If only it were possible to take one of those specialized, or differentiated, cells and roll back the clock, back to when that skin or kidney or liver or other cell was a stem cell and had that unlimited potential. According to this morning announcement, it is possible, and scientists in the U.S. and Japan have done it.

Researchers at the University of Wisconsin took human fibroblast cells, which form connective tissue (the scientists actually got the cells from foreskins; who said circumcision has no medical rationale?) and inserted four human genes into them. Previous studies by scientists at Kyoto University had identified proteins that can turn back the hands of time in mouse fibroblast cells. In 2006 the Japanese scientists identified genes for four of those proteins. This past summer, three teams of scientists announced that they had used that recipe to insert the four genes into mouse fibroblast cells, turning them into stem-like cells able to bloom into most or possibly all kinds of mouse cells.

In people, the Wisconsin scientists are now reporting, the four genes—called OCT4, NANOG, SOX2 and LIN28—re-programmed the fibroblast cells in exactly the same way, returning them to their embryonic state of virtually unlimited potential.
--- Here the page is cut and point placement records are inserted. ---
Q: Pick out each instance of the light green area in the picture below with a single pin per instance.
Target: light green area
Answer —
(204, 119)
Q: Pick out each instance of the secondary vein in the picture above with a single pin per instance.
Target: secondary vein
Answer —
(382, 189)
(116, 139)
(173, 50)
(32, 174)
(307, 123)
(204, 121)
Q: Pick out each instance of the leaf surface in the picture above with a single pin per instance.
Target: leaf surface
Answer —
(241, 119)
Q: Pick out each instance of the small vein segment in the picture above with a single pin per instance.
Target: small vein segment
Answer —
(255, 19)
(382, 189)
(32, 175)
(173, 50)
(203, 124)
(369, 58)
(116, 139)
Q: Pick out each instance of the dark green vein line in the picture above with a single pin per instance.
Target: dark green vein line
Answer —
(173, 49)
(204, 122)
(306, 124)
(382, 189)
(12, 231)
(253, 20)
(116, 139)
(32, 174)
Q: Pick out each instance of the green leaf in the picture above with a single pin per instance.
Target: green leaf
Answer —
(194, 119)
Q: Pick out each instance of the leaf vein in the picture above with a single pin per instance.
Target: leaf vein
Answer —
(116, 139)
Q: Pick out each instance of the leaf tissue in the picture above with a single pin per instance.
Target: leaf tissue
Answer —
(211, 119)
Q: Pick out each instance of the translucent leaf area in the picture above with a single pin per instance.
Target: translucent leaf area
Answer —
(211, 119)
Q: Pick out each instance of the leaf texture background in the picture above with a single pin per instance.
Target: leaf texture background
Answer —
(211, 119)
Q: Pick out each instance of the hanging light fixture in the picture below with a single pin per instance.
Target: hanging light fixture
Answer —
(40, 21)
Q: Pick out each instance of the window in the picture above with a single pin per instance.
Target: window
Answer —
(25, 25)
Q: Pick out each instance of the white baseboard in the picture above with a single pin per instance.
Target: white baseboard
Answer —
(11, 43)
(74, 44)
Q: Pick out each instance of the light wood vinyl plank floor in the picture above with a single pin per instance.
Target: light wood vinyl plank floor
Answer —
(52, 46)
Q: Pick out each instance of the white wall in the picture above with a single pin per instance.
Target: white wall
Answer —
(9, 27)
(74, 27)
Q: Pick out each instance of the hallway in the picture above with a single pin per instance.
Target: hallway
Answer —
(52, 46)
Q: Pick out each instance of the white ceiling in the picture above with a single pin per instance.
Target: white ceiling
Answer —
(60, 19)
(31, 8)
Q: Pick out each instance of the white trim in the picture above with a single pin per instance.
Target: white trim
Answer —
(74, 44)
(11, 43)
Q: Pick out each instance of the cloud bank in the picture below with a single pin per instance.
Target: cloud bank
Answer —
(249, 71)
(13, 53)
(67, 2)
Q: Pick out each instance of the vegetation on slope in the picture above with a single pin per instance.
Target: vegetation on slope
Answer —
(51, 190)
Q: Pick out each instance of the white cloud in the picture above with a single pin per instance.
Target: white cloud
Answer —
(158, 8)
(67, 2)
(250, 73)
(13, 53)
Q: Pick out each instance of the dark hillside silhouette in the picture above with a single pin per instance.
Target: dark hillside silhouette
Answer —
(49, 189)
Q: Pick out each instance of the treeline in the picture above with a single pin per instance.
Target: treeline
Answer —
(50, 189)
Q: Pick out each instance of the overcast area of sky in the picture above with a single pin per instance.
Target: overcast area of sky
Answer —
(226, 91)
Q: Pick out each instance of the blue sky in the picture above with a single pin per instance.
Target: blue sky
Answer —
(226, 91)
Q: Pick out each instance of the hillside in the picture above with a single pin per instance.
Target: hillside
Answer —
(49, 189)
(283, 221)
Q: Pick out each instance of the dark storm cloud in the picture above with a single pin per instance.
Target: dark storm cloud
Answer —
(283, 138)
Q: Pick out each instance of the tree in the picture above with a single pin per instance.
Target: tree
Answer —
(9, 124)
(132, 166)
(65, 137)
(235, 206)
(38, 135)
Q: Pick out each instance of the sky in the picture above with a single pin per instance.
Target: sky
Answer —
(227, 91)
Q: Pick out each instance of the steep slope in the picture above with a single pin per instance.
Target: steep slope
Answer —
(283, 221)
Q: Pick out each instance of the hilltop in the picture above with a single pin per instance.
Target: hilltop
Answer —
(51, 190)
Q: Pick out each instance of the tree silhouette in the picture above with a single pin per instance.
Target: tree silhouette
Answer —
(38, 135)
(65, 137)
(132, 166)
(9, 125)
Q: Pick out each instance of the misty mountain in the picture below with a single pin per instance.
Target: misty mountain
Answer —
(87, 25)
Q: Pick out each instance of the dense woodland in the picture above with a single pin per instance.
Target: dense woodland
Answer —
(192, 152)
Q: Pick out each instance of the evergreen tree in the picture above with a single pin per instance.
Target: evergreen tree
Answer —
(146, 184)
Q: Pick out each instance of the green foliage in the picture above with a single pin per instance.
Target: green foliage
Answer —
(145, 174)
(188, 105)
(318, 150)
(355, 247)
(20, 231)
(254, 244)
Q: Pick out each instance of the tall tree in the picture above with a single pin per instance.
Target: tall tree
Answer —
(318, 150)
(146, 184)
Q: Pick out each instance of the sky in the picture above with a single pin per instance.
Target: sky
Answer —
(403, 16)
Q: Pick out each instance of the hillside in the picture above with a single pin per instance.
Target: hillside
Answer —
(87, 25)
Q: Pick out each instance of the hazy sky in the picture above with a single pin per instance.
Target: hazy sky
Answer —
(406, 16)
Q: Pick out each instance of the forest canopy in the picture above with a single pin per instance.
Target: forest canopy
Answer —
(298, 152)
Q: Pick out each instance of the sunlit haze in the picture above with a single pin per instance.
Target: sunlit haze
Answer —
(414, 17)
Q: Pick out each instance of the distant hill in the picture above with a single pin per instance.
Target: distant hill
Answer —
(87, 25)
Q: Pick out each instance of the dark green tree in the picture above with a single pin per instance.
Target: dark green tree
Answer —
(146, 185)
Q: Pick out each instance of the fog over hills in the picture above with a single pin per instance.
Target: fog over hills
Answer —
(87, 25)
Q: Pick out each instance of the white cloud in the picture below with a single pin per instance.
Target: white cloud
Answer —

The Kyoto group, not to be beaten to the finish line, is announcing essentially the same feat in online edition of the journal Cell, also today, though two of the genes the Wisconsin group inserted are different from those the Kyoto group used: OCT3/4, SOX2, KLF4, and c-MYC. The Kyoto group used skin from the face of a 36-year-old woman and another sample from a 69-year-old man.
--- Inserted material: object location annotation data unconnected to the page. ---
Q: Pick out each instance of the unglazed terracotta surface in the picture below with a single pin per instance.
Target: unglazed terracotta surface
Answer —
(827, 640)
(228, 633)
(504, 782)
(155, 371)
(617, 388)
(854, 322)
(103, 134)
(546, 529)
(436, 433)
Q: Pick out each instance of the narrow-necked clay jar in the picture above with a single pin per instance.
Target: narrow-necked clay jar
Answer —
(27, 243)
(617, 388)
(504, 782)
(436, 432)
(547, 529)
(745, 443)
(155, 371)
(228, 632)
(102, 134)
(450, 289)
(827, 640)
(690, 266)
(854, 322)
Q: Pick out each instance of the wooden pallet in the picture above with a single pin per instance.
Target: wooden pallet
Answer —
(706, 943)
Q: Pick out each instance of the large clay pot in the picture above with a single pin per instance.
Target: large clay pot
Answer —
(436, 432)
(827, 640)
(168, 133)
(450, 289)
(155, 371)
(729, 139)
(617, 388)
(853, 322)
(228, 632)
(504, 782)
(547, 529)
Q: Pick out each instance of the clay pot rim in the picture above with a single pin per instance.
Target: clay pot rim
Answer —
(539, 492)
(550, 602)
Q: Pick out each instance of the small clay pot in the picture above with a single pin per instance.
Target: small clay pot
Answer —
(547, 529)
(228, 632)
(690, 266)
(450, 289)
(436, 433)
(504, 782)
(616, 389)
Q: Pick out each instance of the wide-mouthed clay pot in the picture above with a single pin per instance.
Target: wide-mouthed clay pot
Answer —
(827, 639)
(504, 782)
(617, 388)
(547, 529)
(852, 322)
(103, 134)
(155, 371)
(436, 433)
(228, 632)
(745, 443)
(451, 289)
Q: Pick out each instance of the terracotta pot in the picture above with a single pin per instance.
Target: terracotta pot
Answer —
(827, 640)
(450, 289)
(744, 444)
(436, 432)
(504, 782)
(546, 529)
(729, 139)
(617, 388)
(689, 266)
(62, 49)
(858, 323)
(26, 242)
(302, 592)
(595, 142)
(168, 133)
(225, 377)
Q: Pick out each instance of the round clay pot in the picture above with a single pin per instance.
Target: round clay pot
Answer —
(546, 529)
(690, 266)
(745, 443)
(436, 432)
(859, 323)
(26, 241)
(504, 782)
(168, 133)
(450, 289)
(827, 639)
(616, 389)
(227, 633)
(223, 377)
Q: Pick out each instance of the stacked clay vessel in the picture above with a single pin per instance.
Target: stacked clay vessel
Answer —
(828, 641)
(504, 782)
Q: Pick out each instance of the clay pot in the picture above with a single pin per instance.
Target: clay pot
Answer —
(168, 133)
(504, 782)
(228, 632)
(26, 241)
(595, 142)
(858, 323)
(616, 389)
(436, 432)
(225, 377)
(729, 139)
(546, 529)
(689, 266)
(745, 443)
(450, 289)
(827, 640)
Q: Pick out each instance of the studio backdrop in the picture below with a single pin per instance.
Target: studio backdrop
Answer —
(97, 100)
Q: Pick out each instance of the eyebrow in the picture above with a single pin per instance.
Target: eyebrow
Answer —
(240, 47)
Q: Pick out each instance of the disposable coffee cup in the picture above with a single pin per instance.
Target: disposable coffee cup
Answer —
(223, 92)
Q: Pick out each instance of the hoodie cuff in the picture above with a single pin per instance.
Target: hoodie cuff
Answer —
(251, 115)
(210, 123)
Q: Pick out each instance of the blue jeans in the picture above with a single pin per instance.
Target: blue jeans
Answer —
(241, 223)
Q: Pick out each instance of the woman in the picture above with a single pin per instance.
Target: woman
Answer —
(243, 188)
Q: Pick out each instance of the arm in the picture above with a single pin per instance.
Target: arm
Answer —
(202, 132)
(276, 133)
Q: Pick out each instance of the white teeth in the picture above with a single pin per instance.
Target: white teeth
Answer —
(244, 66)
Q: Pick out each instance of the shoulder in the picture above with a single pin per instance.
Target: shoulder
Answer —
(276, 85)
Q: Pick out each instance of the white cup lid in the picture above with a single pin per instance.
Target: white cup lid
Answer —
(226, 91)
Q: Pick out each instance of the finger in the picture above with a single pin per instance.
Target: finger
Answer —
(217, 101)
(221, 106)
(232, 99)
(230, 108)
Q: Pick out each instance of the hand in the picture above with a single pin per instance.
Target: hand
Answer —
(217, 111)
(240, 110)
If either of these recipes for producing “pluripotent” cells really works, notes the journal Science (where the paper describing the Wisconsin experiment is being published), we “would not need human embryos or [eggs] to generate patient-specific stem cells—and therefore could bypass the ethical and political debates that have surrounded the field for the past decade.” And that would mean that last week’s stem-cell news—that scientists at the Oregon National Primate Research Center had become the first to clone a primate (monkey) embryo and obtain embryonic stem cells from it—would be less important.
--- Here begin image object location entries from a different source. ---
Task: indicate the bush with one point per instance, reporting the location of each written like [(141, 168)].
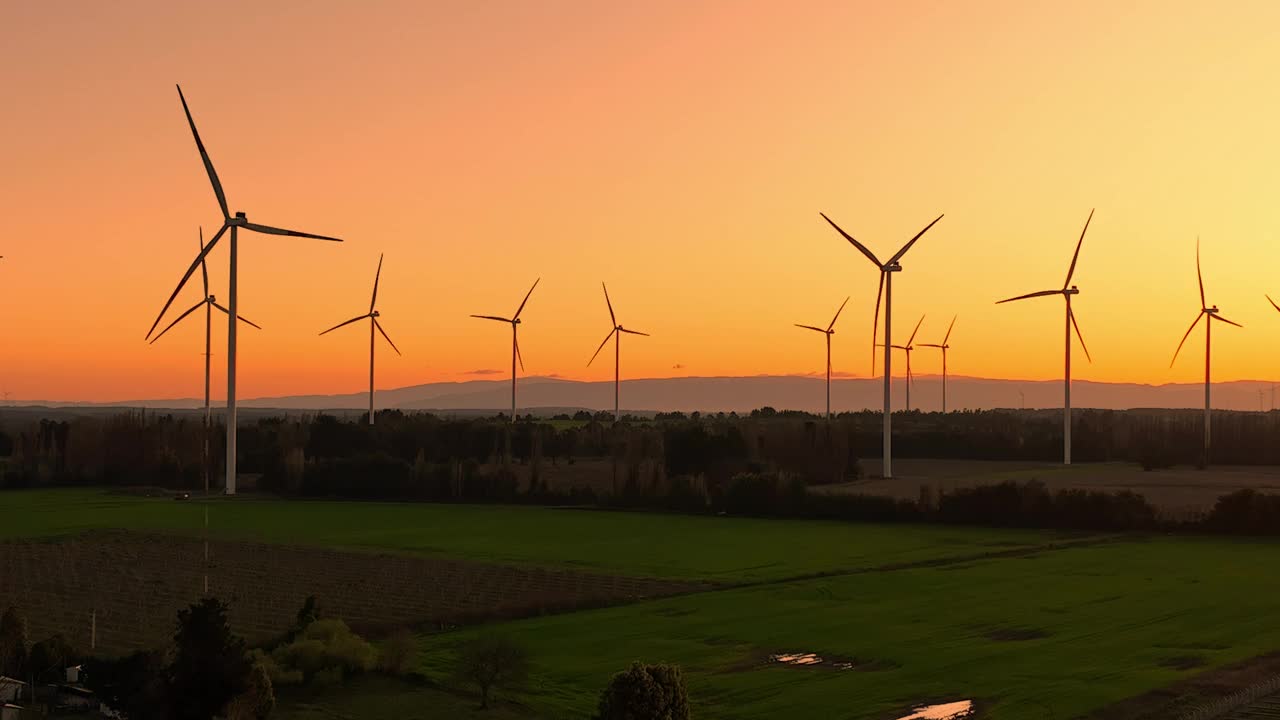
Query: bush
[(645, 692), (492, 661), (324, 652), (257, 701)]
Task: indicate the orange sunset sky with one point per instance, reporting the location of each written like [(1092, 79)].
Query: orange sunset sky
[(679, 150)]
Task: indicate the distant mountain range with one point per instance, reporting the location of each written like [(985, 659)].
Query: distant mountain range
[(744, 393)]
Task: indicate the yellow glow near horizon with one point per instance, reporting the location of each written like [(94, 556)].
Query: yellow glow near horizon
[(680, 151)]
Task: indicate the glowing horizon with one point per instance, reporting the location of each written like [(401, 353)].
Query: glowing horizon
[(679, 151)]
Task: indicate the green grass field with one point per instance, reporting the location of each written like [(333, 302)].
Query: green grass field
[(1052, 633), (1098, 624), (632, 543)]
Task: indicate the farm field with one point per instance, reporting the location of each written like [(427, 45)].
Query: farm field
[(1171, 490), (1060, 634), (627, 543)]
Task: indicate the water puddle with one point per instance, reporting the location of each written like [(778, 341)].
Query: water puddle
[(810, 660), (945, 711)]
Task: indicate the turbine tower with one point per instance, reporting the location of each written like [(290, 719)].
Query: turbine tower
[(233, 224), (1066, 292), (827, 332), (515, 343), (908, 349), (1211, 314), (373, 326), (209, 304), (944, 346), (886, 291), (616, 333)]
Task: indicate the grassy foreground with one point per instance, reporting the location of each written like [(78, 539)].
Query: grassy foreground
[(635, 543), (1052, 636)]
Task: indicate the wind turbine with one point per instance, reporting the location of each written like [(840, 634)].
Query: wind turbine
[(616, 333), (1211, 313), (1066, 292), (944, 346), (209, 304), (827, 332), (373, 324), (233, 224), (515, 343), (886, 290), (908, 349)]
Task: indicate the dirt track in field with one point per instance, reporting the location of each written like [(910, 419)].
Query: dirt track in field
[(136, 583)]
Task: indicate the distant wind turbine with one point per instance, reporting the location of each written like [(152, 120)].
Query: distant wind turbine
[(515, 343), (233, 224), (944, 346), (1066, 292), (1211, 313), (373, 324), (209, 304), (886, 291), (827, 333), (908, 349), (616, 333)]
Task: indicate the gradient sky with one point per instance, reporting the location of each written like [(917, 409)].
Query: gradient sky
[(679, 150)]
Ian Wilmut, the University of Edinburgh scientist who led the team that cloned Dolly the sheep, has told reporters that the Kyoto work so impressed him he has decided not to try the human version of the Oregon experiment—taking the nucleus of an adult human cell and inserting it into a human egg, in hopes that it will develop into an early embryo and yield custom-made stem cells. Instead, he is focusing on the Kyoto approach, reprogramming adult cells by inserting the turn-back-the-calendar genes.

Scientists will have to resolve which batch of genes is best at turning adult cells into pluripotent stem-like cells. (The Kyoto team had no luck using one of the genes, NANOG, that worked for the Wisconsin scientists, and the Wisconsin team had no success with the Kyoto group’s four genes, but say they may have gotten the proportions wrong.) Also, it would be far better to switch on these roll-back-the-calendar genes, which all cells contain but in inactive form, rather than inserting new, active copies with a virus, which can cause problems.

The impact on the stem cell debate remains to be seen, but already researchers are worried that significant progress on human embryonic stem cells (from early embryos) will soon find itself in the crosshairs even more than it has been. As scientists put it in a paper last month in Cell Stem Cell, “ some policymakers and citizens might be tempted to jump to the conclusion that research on human embryonic stem cells (hES cells) is unnecessary in light of” these advances in reprogramming adult cells to behave like embryonic stem cells, but that “would be a serious mistake.” Most important, they say, “progress toward socially beneficial applications of stem cell science would be indefensibly delayed if [reprogrammed]-cell research is pursued at the expense of further hES cell research. Research on [reprogrammed] cells has barely begun.”

It may turn out that the recipe for turning adult cells into stem-like cells is not reliable, or that using viruses to ferry in the turn-back-the-clock genes produces dangerous mutations or infections. But you can hear the debate turning even now.